The name rung a loud bell in Vince's head. Where had he heard it?

"Yeah." Colton's brows scrunched together, and his mouth twitched downward. "We'd just lost our parents, and suddenly had these little siblings to take care of. We never wanted it to end up this way. It's just...after a while I felt like I didn't deserve to see you again after what I did. And Garrett," he tucked his lip between his teeth, "he didn't make it much long after that. I—"

"Why are you saying all of this now?" Vince knew they had asked too many times. But he could not help but feel so enraged. "Do you know how it feels to miss someone so much, and not even remember them? Then see them right in front of your eyes and have them drop you like a dirty tissue?"

Before Colton could reply, a laugh made them jump.

"This is an awfully touching reunion. But I am afraid I must cut it short." Noah grinned from down the path. His hands were fully black, the colour stretching up into his sleeves. His eyes glowed golden in the night. "You heard Karl, I assume? So, you know what I am for?" He raised his hands and the shadows gathered around him, a swirling vortex of distortion. "If you do not: it is to get rid of you." He swung his arms.

Karen yanked Vince, and they both crashed to the dirt. A blade of darkness sliced the air where they had stood, cutting into the ground.

Every instinct in Vince told him to stay well away from that black substance. He could still vividly recall the sensation of suffocating that came with it. And how it originated from somewhere in Noah's own being.

"I don't remember him being this crazy." Karen righted herself. "Maybe a bit freaked out, but not downright psycho."

Another surge of shadows shot their way. They dodged in opposite directions, just managing to miss the weirdly solid substance. This time it smacked into the gravel and seeped in, leaving a black crater in its wake.
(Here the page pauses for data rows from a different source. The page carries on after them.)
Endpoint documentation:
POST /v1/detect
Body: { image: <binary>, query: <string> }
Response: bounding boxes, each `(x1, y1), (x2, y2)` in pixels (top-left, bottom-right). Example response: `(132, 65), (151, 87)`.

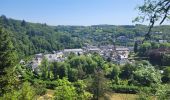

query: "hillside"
(0, 15), (170, 58)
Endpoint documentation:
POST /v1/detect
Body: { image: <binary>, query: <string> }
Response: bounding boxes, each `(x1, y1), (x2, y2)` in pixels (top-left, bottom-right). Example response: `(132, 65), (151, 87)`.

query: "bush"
(111, 85), (139, 93)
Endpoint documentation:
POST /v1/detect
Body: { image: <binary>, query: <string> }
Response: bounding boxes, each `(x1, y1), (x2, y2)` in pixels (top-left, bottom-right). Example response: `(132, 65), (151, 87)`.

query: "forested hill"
(0, 15), (170, 57)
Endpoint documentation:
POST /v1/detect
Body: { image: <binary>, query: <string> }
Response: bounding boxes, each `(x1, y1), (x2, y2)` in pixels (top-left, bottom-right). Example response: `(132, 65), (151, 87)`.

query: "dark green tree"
(0, 28), (17, 94)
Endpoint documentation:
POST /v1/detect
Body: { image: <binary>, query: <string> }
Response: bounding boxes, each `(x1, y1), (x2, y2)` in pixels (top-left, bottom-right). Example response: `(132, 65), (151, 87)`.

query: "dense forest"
(0, 15), (170, 100)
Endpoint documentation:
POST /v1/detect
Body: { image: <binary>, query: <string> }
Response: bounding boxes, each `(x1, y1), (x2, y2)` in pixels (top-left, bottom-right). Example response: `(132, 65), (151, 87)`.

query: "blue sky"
(0, 0), (143, 25)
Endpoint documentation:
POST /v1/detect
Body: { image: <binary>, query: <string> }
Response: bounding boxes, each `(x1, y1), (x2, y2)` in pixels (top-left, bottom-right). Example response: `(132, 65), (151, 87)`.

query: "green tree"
(19, 82), (36, 100)
(0, 28), (17, 94)
(134, 42), (138, 53)
(135, 0), (170, 39)
(40, 58), (49, 79)
(162, 67), (170, 83)
(54, 78), (77, 100)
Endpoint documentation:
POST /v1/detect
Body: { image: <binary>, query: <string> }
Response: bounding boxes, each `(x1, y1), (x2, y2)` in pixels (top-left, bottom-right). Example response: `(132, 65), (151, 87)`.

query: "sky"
(0, 0), (142, 26)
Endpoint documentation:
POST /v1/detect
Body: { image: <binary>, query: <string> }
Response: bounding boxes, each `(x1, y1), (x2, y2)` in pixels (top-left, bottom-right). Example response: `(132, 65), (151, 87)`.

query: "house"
(159, 40), (167, 43)
(63, 49), (84, 56)
(44, 54), (58, 62)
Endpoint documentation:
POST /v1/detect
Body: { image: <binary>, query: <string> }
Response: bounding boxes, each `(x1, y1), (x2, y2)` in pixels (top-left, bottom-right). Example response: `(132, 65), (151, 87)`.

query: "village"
(20, 45), (133, 71)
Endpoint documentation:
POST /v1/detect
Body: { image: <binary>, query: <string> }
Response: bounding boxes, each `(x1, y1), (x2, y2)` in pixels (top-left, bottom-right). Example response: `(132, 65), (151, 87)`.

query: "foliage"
(54, 78), (92, 100)
(0, 27), (17, 94)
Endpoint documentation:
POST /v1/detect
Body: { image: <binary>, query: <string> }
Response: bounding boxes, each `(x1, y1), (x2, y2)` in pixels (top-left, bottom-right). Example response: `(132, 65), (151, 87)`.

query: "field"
(37, 90), (155, 100)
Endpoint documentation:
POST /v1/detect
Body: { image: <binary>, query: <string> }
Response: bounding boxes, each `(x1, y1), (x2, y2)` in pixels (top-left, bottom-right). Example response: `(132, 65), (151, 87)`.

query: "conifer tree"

Vince bumped into Colton. He would have stumbled had it not been for the arm that came to support him.

He could not help but say, "What's wrong with him?"

"That's not really Noah," Colton said, eyeing the boy. "That's his—erm, alter ego, I guess. The not-so-right side of Noah in human form."

"How?"

He shrugged. "From what Karl told me," he cringed on the name, "Noah had too much sadness in his heart. So, his powers split a part of him to store that sadness into. Which is this thing you see in front of you."

Vince frowned. Can our powers do things like that? Do they have consciences?

"Why are you trying to get rid of us?" Karen's shout distracted him from the thoughts. "We never did anything wrong! We're just living!"

The weird Noah inclined his head. "Did you not? Is your very existence not a crime?" He laced his fingers together and scissored them. "You were never supposed to be born, so how could you assume that your life is justifiable?"

Maybe he has a point? Vince did not like where his mind was taking him. But he could not stop thinking about his parents. What little he remembered about them, anyway. How at some point something had started to become very, very wrong. How the cat would not stop hissing at them. How he stopped seeing them. How they just vanished from his life so abruptly.